When I got older and found out how much it really cost to be able to move, I really contemplated why you accepted it and said it was enough. How could it make any difference at all? The answer came in scriptures. Jesus taught his disciples as they watched the kings pour bag after bag of money into the tithing pot, giving a great amount of money, but not even a dent in what they owned. Then a widow with less than a pennyworth. She came and placed it in the same pot. Her sacrifice was more because it was all she had. My sacrifice of $15 was not a dent in what was needed but was all I had. I learned that the sacrifice doesn’t have to be something that the other person cannot do for themselves but is doing what you can do for them. That is what love is.

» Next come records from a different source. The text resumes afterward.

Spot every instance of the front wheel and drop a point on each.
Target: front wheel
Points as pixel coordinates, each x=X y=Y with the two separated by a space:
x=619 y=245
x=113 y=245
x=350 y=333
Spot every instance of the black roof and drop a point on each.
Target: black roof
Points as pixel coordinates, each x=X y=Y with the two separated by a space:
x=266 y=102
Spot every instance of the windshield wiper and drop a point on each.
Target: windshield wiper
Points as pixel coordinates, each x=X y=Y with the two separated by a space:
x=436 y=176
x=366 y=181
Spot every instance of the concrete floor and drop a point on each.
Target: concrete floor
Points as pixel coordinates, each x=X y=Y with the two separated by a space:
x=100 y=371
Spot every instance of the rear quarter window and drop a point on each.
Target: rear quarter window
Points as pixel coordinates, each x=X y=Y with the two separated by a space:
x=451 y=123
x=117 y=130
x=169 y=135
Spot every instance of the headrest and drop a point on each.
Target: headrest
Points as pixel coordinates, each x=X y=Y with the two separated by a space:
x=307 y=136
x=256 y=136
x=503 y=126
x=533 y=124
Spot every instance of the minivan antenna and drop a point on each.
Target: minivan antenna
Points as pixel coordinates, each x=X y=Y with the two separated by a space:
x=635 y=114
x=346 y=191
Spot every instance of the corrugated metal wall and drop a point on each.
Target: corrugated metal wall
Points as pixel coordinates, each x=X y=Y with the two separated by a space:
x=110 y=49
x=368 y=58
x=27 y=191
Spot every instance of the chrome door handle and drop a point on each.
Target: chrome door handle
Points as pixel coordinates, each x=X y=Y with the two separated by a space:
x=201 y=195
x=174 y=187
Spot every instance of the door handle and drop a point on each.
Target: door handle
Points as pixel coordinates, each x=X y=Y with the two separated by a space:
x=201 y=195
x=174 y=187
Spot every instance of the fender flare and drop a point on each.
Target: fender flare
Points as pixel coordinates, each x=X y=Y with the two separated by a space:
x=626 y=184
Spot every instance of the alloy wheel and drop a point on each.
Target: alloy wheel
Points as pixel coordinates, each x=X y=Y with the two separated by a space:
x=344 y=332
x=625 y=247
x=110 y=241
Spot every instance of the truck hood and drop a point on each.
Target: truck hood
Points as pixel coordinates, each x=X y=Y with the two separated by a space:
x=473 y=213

Yet sacrifice comes in many ways. We almost always think of it as giving or doing something for someone. What if it is more than that? See you taught me how to love to serve so, although as a child I would complain about doing all the chores as it was only us three girls I ever saw cleaning, you taught me as a teen why that was. As a teenager I came to love to clean. Although I preferred it if you never knew I did anything. Let the service speak for itself. Sometimes you would tell me to go ask my brothers to help me clean the kitchen. I didn’t have a problem with cleaning, so I never would get them. Yet one day, you explained to me that by refusing to get them I was refusing to allow them to serve. They became lazy in the house chores, because I didn’t allow them to do them. I also tarnished their ability to feel good when you would come in from doing something in town or outside or helping a neighbor to find the kitchen or laundry room cleaner then when you left. Sometimes a sacrifice is allowing someone else to help. Particularly if they are helping you, you have to sacrifice your pride. Since service is one of the best ways to feel better and love someone more, sometimes the most loving thing you can do is allow them to serve you; even when you can do it yourself.

I know this is long, so I will share only one more precious memory in this letter. I was struggling with Pupa’s death. I cried and cried. Although Dad held me, I couldn’t stop the tears. Even as an adult you never stop needing your parents. You told me that I could talk if I needed to. I eventually reached out to my best friend as she reached out because she was really struggling with her depression at the time. So I talked to her but every other friend that reached out to me I just couldn’t talk to. All they got was silence. Not because they did anything wrong I just couldn’t make my body do as my mind said to do, to scream out for their help. The thing is, by doing so when I lost one of the girls I am a caregiver for passed away last night I was already able to reach out. What made the difference this time was I came to you crying after finding out as I was getting ready for bed. I came to you after just fighting off a bad wave of depression to where I couldn’t get my mouth to open for the past 3 hours. Why is this important? Because as I write this it was only last night when this happened. I came upstairs and, as always, you instantly knew something was very wrong. I came and sat on Dad’s lap, and you patiently waited for me to be able to tell you past the tears what was wrong, as you knelt beside me rubbing my back. I came to you, not my best friend, at this moment because I did. I came to my best friend. Although I have never been close to you in the sense of being able to tell you everything—which I don’t feel that way with anyone—I still came to the one I feel most safe with, the one I know will always be there for me. The one who makes me so much better than I am. The one I have always wanted to be able to honestly call my best friend.

So with all that you taught me, I think what you taught me most is love. Love is a sacrifice. You have sacrificed everything for me, and in return you have received what little love I have given you in return. So with all my heart, I want to love you the way you love me.